Incendie dans un bar en Suisse : le filleul d’un couple gatinois dans un coma
Camille Turgeon | 9 janvier 2026
Nathan Jooris, 25 ans, a été plongé dans un coma artificiel après avoir subi des brûlures sévères sur 25 % de la surface de son corps.
C’est en téléphonant au reste de la famille en France pour leur souhaiter « Bonne Année » que ce couple gatinois a appris que leur filleul était une des victimes de l’incendie du Nouvel An dans un bar de Crans-Montana, en Suisse.
Pendant les 48 heures suivant le drame, le couple ne savait pas où leur filleul était; ils ne savaient pas s’il était brûlé ou s’il s’en était sorti.
Le rétablissement de Nathan Jooris sera long. Physiquement, il a été brûlé au visage, au cou et aux mains. Ses brûlures au cou ont nécessité une trachéotomie pour qu’il puisse se ventiler. Sa carrière de cuisinier serait également en jeu : ses mains ont été brûlées. « Mais on n’en est pas encore là, affirme son parrain. Un jour à la fois. »
Le jeune homme de 25 ans aura également un traumatisme psychologique. En effet, une de ses amies qu’il avait fait venir de Toulouse pour passer la soirée avec lui et son colocataire est décédée dans l’incendie. Il l’apprendra à son réveil.
Il repose présentement dans un bloc opératoire, où il a commencé à recevoir des greffes de peau.
Les deux Gatinois ont donc tenu à s’exprimer pour demander à tous de lui envoyer des ondes positives.
La famille a mis en ligne une campagne de sociofinancement dans l’espoir de l’aider dans son rétablissement. Si vous aimeriez contribuer, cliquez sur le lien suivant : Cagnotte : Un nouvel avenir pour Nathan | Leetchi.
Le couple garde espoir que justice sera rendue avec l’arrestation du propriétaire du bar concerné.

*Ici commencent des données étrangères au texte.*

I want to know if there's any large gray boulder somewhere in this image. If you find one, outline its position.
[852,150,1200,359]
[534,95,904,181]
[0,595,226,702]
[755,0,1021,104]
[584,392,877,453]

« Moi, ça vient me chercher très, très profondément. [Ce sont des] jeunes qui ont tout leur avenir devant eux, qui sont en train de s’amuser et qui, en quelques secondes, basculent dans un cauchemar, enfermés dans une cave avec des flammes. C’est absolument ignoble. Donc, s’il y a un responsable, et je pense qu’il y en a un, j’espère que la justice sera faite. » Parrain de Nathan Jooris.
Avec les renseignements de Louis-Charles Poulin.